Because this case was completed without the CNS Monitor, providers had to manually correlate EEG and physiologic data. The CNS monitor provides the ability to configure screens for real-time data display and correlation, eliminating the need for post-hoc processing.

FIGURE 2: Sample CNS Monitor display shows metrics relevant to this case, including CPP, ICP, brain temperature (ICT), PbtO2, CBF (Perfusion), and EEG trends.

Relevant metrics

Reference: Ko S, Ortega-Gutierrez S, Choi H, Claassen J, Presciutti M, Schmidt JM, Badjatia N, Lee K, Mayer SA. Status Epilepticus–Induced Hyperemia and Brain Tissue Hypoxia After Cardiac Arrest. Archives of Neurology. 2011;68(10):1323-1326.

  1. Connolly, M., et al., Characterization of the relationship between intracranial pressure and electroencephalographic monitoring in burst-suppressed patients.
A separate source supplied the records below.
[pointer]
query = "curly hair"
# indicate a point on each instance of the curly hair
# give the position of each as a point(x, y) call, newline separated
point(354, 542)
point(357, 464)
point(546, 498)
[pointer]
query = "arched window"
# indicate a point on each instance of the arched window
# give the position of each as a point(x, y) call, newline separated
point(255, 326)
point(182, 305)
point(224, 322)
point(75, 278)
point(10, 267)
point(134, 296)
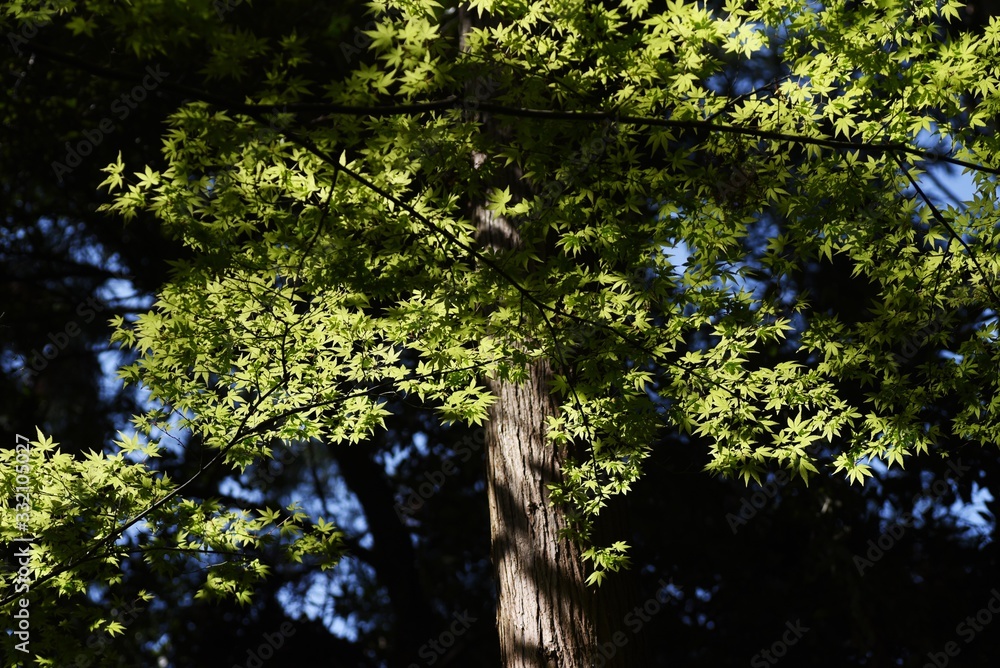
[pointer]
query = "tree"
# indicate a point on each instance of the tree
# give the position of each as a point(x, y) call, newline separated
point(554, 223)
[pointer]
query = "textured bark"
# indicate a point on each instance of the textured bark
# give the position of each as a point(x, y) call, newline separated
point(544, 614)
point(547, 617)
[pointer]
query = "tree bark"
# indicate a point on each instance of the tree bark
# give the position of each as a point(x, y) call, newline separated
point(544, 614)
point(547, 617)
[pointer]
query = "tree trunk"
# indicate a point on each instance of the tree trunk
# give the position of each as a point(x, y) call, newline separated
point(547, 617)
point(544, 614)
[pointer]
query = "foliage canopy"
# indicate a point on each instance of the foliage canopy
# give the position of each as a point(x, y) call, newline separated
point(671, 196)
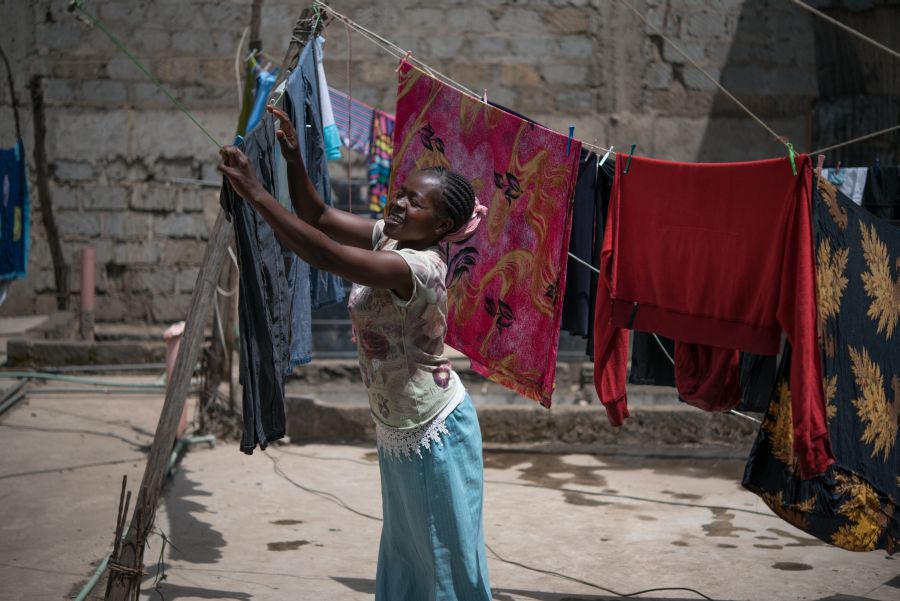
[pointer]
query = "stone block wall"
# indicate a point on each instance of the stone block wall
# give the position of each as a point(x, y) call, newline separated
point(115, 143)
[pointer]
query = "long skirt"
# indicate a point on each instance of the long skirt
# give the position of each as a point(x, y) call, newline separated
point(432, 541)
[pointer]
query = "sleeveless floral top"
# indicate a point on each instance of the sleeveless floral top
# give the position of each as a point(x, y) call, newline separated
point(401, 342)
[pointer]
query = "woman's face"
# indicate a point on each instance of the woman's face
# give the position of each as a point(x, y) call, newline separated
point(416, 213)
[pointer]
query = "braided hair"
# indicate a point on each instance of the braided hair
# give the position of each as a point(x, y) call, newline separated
point(457, 196)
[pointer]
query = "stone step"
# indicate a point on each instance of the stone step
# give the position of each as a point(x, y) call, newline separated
point(311, 420)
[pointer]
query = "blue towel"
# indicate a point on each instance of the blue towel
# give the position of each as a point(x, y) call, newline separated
point(14, 213)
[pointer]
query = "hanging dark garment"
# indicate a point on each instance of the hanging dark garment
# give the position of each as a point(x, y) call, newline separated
point(577, 301)
point(591, 198)
point(853, 504)
point(881, 195)
point(264, 310)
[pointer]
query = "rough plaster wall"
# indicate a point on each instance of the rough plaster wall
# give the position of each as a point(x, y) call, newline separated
point(114, 141)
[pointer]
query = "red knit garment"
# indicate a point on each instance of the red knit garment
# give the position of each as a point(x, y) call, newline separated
point(713, 254)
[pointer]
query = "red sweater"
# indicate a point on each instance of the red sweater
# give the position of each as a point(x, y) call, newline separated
point(713, 254)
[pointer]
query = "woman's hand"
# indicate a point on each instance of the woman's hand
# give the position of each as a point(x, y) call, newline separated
point(287, 135)
point(236, 167)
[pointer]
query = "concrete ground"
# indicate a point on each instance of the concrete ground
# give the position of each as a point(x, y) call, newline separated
point(302, 522)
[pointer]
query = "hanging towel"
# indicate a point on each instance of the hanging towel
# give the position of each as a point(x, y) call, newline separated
point(506, 282)
point(264, 83)
point(353, 119)
point(718, 255)
point(851, 181)
point(14, 213)
point(332, 136)
point(381, 153)
point(854, 504)
point(264, 310)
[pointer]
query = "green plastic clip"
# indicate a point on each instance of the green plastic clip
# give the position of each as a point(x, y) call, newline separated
point(628, 162)
point(791, 155)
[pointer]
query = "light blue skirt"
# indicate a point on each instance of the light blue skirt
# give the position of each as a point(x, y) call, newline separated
point(432, 541)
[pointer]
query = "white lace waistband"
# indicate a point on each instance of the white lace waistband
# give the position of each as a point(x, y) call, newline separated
point(396, 443)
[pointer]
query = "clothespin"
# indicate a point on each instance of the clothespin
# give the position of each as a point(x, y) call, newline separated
point(606, 156)
point(403, 60)
point(791, 154)
point(628, 163)
point(278, 92)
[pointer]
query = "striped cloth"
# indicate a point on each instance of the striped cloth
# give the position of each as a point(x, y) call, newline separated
point(354, 120)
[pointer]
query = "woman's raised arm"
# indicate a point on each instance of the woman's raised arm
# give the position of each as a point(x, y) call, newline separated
point(343, 226)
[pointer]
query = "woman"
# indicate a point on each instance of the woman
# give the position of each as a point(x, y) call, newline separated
point(429, 443)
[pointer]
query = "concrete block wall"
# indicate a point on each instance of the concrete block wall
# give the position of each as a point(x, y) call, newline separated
point(115, 142)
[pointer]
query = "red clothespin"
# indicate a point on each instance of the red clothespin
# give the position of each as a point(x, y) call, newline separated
point(403, 60)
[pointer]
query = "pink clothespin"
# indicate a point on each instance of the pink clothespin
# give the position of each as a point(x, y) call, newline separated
point(403, 60)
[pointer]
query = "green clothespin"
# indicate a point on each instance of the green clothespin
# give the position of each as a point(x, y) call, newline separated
point(791, 155)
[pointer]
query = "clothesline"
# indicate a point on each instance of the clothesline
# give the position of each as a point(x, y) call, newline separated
point(850, 30)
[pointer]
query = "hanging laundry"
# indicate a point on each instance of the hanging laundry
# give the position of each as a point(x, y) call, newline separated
point(588, 215)
point(718, 255)
point(330, 131)
point(381, 153)
point(506, 282)
point(14, 213)
point(265, 81)
point(882, 193)
point(304, 105)
point(651, 366)
point(264, 310)
point(853, 505)
point(851, 181)
point(353, 119)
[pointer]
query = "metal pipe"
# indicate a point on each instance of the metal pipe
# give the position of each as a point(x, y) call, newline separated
point(100, 368)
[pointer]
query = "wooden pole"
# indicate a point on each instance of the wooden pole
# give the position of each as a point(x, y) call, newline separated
point(221, 351)
point(41, 172)
point(131, 552)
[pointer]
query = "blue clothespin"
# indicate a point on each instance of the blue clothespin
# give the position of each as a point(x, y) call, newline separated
point(628, 163)
point(605, 156)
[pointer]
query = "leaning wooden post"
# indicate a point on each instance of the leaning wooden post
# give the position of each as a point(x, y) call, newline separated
point(131, 554)
point(132, 549)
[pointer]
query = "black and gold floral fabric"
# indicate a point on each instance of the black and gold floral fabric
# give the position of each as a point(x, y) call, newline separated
point(853, 504)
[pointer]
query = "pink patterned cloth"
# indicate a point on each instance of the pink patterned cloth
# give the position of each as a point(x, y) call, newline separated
point(506, 282)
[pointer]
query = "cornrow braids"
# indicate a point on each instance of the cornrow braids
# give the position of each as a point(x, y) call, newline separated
point(457, 195)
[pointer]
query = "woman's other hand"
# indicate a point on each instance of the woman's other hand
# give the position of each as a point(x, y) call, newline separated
point(236, 167)
point(287, 135)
Neurocrit Care, 2015. 22(2): p. 212-20.
  2. Helbok, R. and J. Claassen, Multimodal invasive monitoring in status epilepticus: What is the evidence it has a place? Epilepsia, 2013. 54(SUPPL. 6): p. 57-60.
  3. Boly, M. and R. Maganti, Monitoring epilepsy in the intensive care unit: current state of facts and potential interest of high density EEG. Brain Inj, 2014. 28(9): p. 1151-5.
  4. Friedman, D., J. Claassen, and L.J. Hirsch, Continuous electroencephalogram monitoring in the intensive care unit. Anesth Analg, 2009. 109(2): p. 506-23.
  5. Abend, N.S., et al., Nonconvulsive seizures are common in critically ill children. Neurology, 2011. 76(12): p. 1071-7.
  6. Claassen, J. and P. Vespa, Electrophysiologic Monitoring in Acute Brain Injury. Neurocrit Care, 2014.